Зазеркалье. Записки психиатра - Наталия Юрьевна Вико
Шрифт:
Интервал:
Закладка:
Когда она добралась до Большой галереи, где можно было наконец встать в полный рост и немного передохнуть, обернулась. Онуфриенко не было видно. Впереди тоже никого. Вниз по деревянному настилу идти было легче. Никто не дышал в затылок, лишая возможности приостановиться и передохнуть. Она постояла перед уже знакомым узким проходом, который еще предстояло пройти, чтобы выбраться на волю, на минутку присела на деревянный настил, прикрыла глаза, чтобы набраться сил, а потом, сделав несколько глубоких вдохов, решительно шагнула вперед.
«Невозможно распрямиться, невозможно вдохнуть полной грудью, невозможно вернуться, – полезли в голову тоскливые мысли. – Нет. Не так. Надо убрать частицу „не“. Возможно дышать, возможно идти вперед, возможно выйти на свежий воздух», – внушала она себе до тех пор, пока впереди не забрезжил дневной свет. А потом вдруг погас. Огромный человек перегородил узкий проход.
«Немец. Толстый и потный. Погибель третья», – поняла она. Виски сдавило, сердце заколотилось, в ушах зазвенело, на лбу выступила испарина, голова закружилась…
– А-а, вот вы где! Не пролезаете обратно? – раздался за спиной веселый голос. – Поняли теперь, почему нельзя еду с собой брать? Представьте, если бы взяли и, не дай бог, поели? Помните историю про Винни-Пуха? Как ему говорил Кролик? «Теперь будешь сидеть, пока не похудеешь».

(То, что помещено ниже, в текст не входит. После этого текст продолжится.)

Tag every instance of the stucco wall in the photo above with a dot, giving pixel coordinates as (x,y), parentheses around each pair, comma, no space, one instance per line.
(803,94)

Она отчаянно рванулась вперед. Раскрасневшийся немец испуганно втянул пивной живот и вжался в стену, позволив ей неведомым образом оказаться за его спиной. Выскочив наружу к свету, она вдохнула полной грудью.
«Солнце! Воздух! Жизнь прекрасна! Словно снова родилась!» Мысли сами собой слагались в восторженные стихотворные формы.
– Как вы, Александра? – поинтересовался степенно вышедший следом Онуфриенко.
– Чуть не умерла в вашем каменном мешке, но сейчас, кажется, оживаю! – ответила она, обмахиваясь руками.
– Вот видите, чтобы вновь родиться, надо сначала умереть, – изрек он очередной афоризм, протягивая бутылочку с питьевой водой.
– И как себя теперь чувствуете? – участливо поинтересовался, дождавшись, пока вновь родившаяся попила и обтерла лицо смоченной ладонью.
– Спросите лучше, кем?
– И кем же?
– Голодным сперматозоидом, прорвавшимся к…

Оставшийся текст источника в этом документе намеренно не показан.